If you think about it though we all must have had this ability at one time in our lives. The evidence for this is that all of my friends and I have perfect American accents. That means we must have all had this ability when we were young. I’m not sure what happens after that. I’ve heard different theories. By the way, I’m not the real Henry Higgins. I just thought I should mention that 🙂
I figured! He would be very old by now, and last time I heard, suffered from a terminal case of fictionalism …
a small point I feel I really do need to jump in and make:
MRI analysis of brain activity != genetics.
My training in Cognitive Science wasn’t too advanced and was a few years ago, so if a neurologist would like to jump in and correct me on anything then go ahead, but…
Your brain adapts to what you do with it. Children are great at learning things because (as well as having a lot of free time) their brains are still all new and malleable. This is called ‘cognitive plasticity’. As you get older, you lose this. It becomes more difficult to, for example, learn new languages. It will be more difficult to hear distinctions between phonemes (that you don’t usually need to make a distinction between), and to produce them. Not impossible, just more difficult.
People’s brains use roughly the same areas for the same sorts of task processing. For example, motor coordination (moving your limbs), or language. You might have heard about this from the evidence provided by brain damage and its specific effects – for example, aphasias. However, in less dramatic cases, the brain still has the ability to adapt to needs. (see Time article that was the first thing that came up when I googled ‘brain rewiring itself’, but looks pretty enlightening)
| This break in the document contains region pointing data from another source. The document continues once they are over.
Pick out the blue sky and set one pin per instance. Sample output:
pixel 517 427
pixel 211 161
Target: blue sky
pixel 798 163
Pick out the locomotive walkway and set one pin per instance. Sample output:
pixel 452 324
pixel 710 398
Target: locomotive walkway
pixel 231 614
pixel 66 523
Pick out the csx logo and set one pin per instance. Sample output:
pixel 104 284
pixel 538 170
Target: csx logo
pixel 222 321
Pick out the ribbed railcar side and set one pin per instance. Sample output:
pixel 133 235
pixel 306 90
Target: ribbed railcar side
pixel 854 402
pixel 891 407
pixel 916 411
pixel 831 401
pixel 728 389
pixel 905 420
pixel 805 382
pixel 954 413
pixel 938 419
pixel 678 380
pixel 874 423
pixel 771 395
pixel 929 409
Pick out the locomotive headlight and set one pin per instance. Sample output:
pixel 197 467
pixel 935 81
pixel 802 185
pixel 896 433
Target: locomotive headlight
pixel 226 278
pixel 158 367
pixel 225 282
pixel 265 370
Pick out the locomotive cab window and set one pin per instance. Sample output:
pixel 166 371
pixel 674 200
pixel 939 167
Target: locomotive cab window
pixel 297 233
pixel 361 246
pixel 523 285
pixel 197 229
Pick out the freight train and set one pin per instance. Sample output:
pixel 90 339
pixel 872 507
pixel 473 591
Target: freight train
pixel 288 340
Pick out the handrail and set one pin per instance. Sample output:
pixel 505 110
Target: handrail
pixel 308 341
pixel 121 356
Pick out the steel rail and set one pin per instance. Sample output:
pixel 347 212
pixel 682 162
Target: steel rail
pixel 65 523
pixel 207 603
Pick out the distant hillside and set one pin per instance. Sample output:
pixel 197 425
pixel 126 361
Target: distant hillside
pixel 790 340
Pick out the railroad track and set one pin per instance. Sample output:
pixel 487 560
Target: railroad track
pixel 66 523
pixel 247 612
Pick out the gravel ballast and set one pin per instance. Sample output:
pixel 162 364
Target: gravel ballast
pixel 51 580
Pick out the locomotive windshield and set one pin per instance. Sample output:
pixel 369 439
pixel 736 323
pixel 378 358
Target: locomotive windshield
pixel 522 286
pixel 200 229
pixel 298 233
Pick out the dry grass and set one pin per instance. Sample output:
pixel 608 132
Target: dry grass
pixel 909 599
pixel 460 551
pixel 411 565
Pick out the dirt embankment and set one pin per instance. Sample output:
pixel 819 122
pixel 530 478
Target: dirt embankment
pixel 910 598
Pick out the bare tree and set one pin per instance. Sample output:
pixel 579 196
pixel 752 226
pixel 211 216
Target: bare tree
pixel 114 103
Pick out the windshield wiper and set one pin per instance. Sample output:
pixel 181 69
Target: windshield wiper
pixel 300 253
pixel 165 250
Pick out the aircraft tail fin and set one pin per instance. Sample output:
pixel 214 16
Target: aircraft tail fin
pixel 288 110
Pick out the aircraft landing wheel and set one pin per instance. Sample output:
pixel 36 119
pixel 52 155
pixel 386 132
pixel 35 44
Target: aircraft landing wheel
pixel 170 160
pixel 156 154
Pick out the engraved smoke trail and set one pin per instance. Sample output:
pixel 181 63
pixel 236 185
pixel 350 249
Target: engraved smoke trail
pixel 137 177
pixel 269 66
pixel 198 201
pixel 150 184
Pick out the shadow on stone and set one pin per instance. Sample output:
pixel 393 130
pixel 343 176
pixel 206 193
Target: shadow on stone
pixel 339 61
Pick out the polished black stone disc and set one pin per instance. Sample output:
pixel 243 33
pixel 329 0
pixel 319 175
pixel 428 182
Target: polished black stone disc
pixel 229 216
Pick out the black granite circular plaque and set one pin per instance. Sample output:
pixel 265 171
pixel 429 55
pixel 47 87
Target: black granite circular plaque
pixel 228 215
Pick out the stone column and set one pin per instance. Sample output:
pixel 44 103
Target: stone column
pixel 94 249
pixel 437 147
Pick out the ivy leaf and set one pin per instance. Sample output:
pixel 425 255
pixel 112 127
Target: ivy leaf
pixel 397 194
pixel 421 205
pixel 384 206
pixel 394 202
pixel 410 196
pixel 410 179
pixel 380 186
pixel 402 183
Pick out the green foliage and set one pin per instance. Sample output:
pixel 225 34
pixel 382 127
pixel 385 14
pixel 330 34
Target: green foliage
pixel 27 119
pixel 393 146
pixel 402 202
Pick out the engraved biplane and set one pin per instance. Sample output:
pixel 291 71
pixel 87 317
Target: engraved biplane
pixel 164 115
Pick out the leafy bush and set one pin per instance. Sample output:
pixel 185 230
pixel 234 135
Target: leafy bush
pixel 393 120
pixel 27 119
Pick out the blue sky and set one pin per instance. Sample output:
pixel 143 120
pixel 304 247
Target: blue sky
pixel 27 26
So, in comparing practicing phoneticians to controls, it’s not too surprising that there are some differences. You might also expect some differences in the brain structure of Olympic discus-throwers when compared to controls in a motor coordination task.
Genetic pre-disposition can’t be ruled out, but this would need to be studied by, for example, comparing babies brains first, then looking at their capacities later in life, though it has been shown that babies are already listening to language in the womb, so either you take babies from exactly the same surrounding, or, if you want to look at ‘genetics’, you look at the DNA.
In any case, this lends weight to your intuitions about environment (having parents with different accents, you would have been exposed to a greater range of phonemes). I’m not sure about your aunt. Do you mean that because you’re genetically related you produced similar-looking guides?
I’d like to apologise. I can’t believe I wrote and posted a whole comment without looking at the actual article you’d linked to.
pretty much everything I said was already addressed in the article, so…
I hope it was of some interest, anyway.
I’ll join you in agreeing that that’s an interesting study.
No problem, Danielle. I’ve had quite a few moments myself of not noticing a link until after I’ve read an article!
It is an interesting study, although I am still a teensy bit skeptical about the genetic component, because I’m skeptical of attempts to show that any ability is genetic. It’s a line of inquiry that has a pretty bad history, to say the least.
For whatever reason I have always had a thing for accents, I was originally from England moved to Canada at age 2 got the Canadian accent, moved back to England at 4, got the English accent (Midlands). Moved back to Canada at age 13, got the accent again. I can immitate accents I also can notice things in accents that most don’t.